For example, the generation means 236 sets a value obtained by normalizing (converting) the first signal value or the third signal value so as to be within a predetermined gradation range as the pixel value of each pixel. In addition, the generation means 236 corrected the first signal value or the third signal value based on the dark current value, the reference value, and the signal value corresponding to the electromagnetic wave from above the projectile 4, in the same manner as the processing of S103. In the above, a value normalized (converted) so as to be within a predetermined gradation range may be set as a pixel value of each pixel.

When the flight of the projectile 4 is completed, the generation means 236 outputs each output image generated by transmitting the generated output image to the analysis device 3 via the first communication unit 224. The analysis device 3 receives an output image from the sensing device 2 via the second communication unit 324, displays the received output image on the display unit 326, or transmits the received output image to another device via the second communication unit 324. Output by doing.

Note that the processing of S103 is omitted, and in S104, the determination means 234 determines whether or not the electromagnetic wave corresponding to the first signal is due to specular reflection based on whether or not the second signal value exceeds a predetermined threshold value.
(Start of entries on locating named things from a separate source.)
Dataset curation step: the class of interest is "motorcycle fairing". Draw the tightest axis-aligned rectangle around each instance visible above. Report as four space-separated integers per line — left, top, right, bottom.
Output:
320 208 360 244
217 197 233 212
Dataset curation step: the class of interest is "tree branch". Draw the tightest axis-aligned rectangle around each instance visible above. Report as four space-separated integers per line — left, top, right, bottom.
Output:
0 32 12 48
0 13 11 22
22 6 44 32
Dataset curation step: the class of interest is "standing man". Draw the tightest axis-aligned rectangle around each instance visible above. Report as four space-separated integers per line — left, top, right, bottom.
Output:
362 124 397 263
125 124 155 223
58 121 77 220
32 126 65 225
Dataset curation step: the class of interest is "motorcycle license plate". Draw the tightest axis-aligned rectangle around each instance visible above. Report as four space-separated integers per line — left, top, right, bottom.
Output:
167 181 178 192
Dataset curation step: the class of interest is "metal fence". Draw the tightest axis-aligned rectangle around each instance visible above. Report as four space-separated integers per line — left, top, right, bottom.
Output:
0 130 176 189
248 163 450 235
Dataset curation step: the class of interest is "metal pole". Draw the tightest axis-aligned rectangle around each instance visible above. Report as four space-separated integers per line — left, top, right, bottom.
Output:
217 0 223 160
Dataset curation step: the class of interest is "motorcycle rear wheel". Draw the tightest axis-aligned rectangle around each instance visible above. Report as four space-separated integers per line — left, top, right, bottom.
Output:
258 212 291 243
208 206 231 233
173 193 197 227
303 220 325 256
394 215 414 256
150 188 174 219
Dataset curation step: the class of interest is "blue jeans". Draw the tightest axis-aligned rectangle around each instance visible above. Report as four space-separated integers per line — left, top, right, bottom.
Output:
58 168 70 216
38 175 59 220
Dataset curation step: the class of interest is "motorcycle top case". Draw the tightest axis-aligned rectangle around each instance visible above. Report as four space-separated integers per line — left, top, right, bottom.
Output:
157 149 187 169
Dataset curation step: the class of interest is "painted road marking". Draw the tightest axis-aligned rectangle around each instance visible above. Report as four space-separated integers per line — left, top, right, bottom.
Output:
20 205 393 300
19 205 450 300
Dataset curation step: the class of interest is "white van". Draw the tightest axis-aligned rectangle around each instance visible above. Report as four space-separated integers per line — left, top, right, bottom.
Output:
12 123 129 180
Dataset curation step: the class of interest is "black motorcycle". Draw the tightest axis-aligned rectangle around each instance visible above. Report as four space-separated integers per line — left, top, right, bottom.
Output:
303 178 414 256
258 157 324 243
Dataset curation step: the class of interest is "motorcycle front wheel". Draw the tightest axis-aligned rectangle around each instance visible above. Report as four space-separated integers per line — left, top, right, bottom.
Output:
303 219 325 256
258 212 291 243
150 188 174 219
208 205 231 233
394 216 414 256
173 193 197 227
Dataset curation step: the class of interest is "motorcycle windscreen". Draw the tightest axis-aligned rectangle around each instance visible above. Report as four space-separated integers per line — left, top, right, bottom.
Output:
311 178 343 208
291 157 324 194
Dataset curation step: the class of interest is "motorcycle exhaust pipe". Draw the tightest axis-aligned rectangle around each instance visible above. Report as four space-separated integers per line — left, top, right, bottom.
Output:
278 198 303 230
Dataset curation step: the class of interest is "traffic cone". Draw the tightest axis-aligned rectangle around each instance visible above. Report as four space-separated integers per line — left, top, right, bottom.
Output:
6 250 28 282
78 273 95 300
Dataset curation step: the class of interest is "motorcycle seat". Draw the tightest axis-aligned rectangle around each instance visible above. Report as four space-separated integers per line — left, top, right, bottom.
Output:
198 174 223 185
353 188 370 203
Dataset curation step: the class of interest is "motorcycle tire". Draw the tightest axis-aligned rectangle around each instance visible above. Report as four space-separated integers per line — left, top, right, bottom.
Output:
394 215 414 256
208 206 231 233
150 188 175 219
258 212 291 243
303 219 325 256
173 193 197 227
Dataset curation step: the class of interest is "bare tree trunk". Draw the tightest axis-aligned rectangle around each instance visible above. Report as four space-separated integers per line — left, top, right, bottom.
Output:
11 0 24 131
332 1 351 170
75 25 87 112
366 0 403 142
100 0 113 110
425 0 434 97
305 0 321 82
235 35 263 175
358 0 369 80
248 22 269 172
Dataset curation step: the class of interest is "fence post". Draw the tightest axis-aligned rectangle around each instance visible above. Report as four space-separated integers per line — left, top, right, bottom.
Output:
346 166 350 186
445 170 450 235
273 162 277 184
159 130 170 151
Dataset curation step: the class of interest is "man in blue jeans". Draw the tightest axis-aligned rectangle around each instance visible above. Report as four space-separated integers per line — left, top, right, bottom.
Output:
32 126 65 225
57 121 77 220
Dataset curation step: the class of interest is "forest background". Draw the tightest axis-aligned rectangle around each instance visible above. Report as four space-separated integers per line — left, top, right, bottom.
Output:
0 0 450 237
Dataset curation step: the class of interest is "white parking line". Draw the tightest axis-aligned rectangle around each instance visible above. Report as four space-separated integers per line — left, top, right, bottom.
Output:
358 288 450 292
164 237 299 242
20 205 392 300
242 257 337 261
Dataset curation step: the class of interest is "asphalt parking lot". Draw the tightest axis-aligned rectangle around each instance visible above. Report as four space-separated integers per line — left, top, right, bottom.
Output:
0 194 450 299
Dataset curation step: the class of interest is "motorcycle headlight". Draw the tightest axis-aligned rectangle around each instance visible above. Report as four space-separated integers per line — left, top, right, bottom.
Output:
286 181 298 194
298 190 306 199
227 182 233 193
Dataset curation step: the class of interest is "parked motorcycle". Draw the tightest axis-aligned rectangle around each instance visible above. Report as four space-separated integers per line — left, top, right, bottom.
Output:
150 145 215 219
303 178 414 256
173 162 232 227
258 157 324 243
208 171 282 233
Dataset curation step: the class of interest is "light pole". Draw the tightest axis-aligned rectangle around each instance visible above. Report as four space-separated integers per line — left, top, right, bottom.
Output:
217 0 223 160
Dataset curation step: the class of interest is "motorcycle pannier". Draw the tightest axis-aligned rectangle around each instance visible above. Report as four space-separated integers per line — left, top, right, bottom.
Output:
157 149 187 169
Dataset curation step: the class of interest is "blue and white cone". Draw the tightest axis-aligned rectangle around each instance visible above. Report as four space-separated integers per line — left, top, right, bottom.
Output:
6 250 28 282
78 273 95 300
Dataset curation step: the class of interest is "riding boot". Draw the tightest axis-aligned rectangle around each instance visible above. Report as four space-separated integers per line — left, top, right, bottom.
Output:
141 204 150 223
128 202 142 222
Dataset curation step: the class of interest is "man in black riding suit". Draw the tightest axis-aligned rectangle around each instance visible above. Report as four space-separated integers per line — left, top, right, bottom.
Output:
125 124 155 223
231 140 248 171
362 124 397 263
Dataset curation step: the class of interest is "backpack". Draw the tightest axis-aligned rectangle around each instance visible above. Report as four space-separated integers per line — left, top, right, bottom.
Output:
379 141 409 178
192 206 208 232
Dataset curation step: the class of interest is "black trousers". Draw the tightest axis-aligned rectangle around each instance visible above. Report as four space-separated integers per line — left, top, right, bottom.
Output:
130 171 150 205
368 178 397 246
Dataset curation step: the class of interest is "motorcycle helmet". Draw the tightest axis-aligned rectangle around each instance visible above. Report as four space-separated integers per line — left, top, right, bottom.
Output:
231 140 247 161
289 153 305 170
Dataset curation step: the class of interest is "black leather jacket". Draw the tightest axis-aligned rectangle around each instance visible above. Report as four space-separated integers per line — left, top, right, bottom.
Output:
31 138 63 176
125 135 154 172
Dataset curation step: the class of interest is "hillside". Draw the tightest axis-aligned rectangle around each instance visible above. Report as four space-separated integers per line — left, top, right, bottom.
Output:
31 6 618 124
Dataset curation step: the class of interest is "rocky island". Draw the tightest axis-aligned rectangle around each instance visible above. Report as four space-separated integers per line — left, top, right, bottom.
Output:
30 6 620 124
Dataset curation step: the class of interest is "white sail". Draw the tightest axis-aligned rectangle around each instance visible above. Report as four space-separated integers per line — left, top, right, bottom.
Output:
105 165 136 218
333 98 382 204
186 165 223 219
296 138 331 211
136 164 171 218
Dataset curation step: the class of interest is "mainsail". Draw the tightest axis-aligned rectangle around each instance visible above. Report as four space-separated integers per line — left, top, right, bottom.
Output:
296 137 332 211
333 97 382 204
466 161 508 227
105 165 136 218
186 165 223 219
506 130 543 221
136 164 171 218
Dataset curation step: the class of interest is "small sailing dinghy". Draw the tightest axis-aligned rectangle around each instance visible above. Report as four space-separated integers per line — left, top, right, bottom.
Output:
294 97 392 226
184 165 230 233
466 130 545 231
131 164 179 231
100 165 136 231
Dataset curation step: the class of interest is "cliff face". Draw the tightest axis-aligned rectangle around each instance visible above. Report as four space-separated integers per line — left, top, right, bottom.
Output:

May be determined. In that case, the determination means 234 may set a predetermined threshold value based on the second signal value generated in response to the electromagnetic wave from above the flying object 4. For example, the determination means 234 sets a predetermined threshold value so that the intensity of the electromagnetic wave from above increases as the intensity increases. As a result, the sensing device 2 can accurately determine whether or not the electromagnetic wave corresponding to the first signal is due to specular reflection without calculating the reflectance.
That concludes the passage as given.